Sur les marchés tunisiens, le kilo d’escargots se négocie à environ 25 dinars pour les escargots Helix Aspersa. Un chiffre bien inférieur aux 55 dinars nécessaires pour un kilo de viande de bœuf. L’affaire semble entendue ? Pas si vite. Nous avons contacté Achraf Saadi, CEO de Esca’Rome, entreprise tunisienne sociale spécialisée dans l’élevage et la valorisation d’escargots.
Ce que l’agence américaine oublie de préciser, c’est que ce prix inclut la coquille, qui représente près de 80 % du poids total, sans compter les étapes de décoquillage, de netoyage et de mise en boîte. Résultat : pour obtenir un kilo de chair d’escargot, il faut acheter près de cinq kilos d’escargots entiers. L’addition grimpe alors jusqu’à 250 dinars, soit cinq fois le prix de la viande rouge, nous précise Achraf Saadi.
Et ce n’est pas la seule erreur. AP suppose que l’escargot remplace directement la viande dans l’alimentation des Tunisiens. Or, les escargots ne sont pas un substitut, mais un aliment complémentaire, souvent consommé en soupe ou en ragoût.
Pire encore, sur le plan nutritionnel, un kilo de viande de bœuf apporte environ 2 500 calories, contre seulement 800 pour la chair d’escargot. L’idée d’un remplacement direct est donc aussi absurde que de comparer un steak à une poignée de crevettes.

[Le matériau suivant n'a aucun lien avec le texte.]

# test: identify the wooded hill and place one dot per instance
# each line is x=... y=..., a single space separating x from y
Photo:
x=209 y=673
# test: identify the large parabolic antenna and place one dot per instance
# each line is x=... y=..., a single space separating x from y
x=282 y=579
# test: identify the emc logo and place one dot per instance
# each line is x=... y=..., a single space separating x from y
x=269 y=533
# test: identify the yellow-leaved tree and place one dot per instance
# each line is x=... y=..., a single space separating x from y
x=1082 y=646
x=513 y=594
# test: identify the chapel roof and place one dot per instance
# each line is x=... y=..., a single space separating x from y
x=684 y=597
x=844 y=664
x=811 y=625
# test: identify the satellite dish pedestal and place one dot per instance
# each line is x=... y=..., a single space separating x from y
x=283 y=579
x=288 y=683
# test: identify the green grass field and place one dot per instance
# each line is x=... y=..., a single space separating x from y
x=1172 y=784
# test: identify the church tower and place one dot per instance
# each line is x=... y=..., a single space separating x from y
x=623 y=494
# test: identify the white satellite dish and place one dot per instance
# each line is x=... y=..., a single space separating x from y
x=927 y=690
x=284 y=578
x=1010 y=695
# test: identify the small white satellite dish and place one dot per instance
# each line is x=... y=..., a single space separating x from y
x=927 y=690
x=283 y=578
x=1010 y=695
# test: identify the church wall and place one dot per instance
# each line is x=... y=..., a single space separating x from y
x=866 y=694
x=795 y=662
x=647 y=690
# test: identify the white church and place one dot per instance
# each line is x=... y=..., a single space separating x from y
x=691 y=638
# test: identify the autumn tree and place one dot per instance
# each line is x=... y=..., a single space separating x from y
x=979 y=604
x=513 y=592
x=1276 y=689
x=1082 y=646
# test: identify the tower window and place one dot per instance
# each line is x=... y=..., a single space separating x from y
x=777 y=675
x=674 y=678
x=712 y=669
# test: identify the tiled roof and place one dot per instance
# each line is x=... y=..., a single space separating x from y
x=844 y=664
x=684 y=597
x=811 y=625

Alors pourquoi AP a-t-elle commis une telle erreur ? Parce qu’elle a voulu voir dans la crise tunisienne une histoire simpliste : celle d’un peuple contraint de se rabattre sur les escargots faute de viande.
Mais la réalité est plus amère : si les escargots gagnent du terrain, ce n’est pas parce qu’ils sont abordables, mais parce que la viande rouge devient inabordable. Loin d’être une solution, ils sont le symptôme d’une économie où l’on compte chaque sou… jusqu’à traquer des gastéropodes dans les champs.